Third, Marcus Gee writes about how much Canadians dislike Toronto. When I first returned from Vancouver after postgraduate studies at UBC, I often told the astonishing story of being called a “G.U.,” by a woman at a neighbourhood bar in Kitsilano. I didn’t understand at first. When after hearing it a couple of times I asked about it, I learned that it was an acronym for, “geographic undesirable.” However, I stopped telling the story because friends thought I was exaggerating. Maybe it seemed incredible because it’s hard to imagine a Torontonian inventing such an elaborate insult. After all these years, Gee corroborates the phenomenon. Unless of course these were isolated instances and both Gee and I were despicable representatives of Toronto.

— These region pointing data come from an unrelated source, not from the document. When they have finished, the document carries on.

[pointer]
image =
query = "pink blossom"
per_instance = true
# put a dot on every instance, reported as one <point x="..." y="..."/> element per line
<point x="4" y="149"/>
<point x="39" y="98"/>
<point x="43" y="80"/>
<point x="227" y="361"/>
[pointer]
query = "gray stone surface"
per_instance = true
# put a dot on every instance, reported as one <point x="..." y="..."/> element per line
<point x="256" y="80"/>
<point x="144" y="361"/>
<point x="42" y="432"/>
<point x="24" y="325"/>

Finally, I thought of a friend who suffered a neck injury in a cycling accident (he was wearing a helmet and obeying the law) and is now confined to a wheelchair. I don’t know if this is news either, but the Globe reports that our health system isn’t doing enough for people with spinal cord injuries after the initial trauma has been treated. My friend was considered statistically unlikely to recover much function, so he received more occupational therapy than actual rehabilitation, despite evident progress during his allotted time in a rehabilitation centre. The challenge of finding adequate treatment and therapy was exacerbated by his return to a northern Ontario city where the blanket coverage of OHIP services is very, very thin.

All this news made me feel curiously relevant, but because it was all bad news, it’s hard to enjoy that feeling. Too bad the papers missed my good news last Wednesday when I encountered Margaret Atwood walking through China Town and later returned to my Regent Park apartment to discover that a fleet of Bixis had been installed adjacent to the building.

Maybe we need to write our own good news before the bad news catches up with us. Of course, that kind of thinking is what makes it possible to ignore things like carnage on the roads, and zoos on the chopping block, until it’s too late. Thank my old dog’s bladder for keeping me up to date.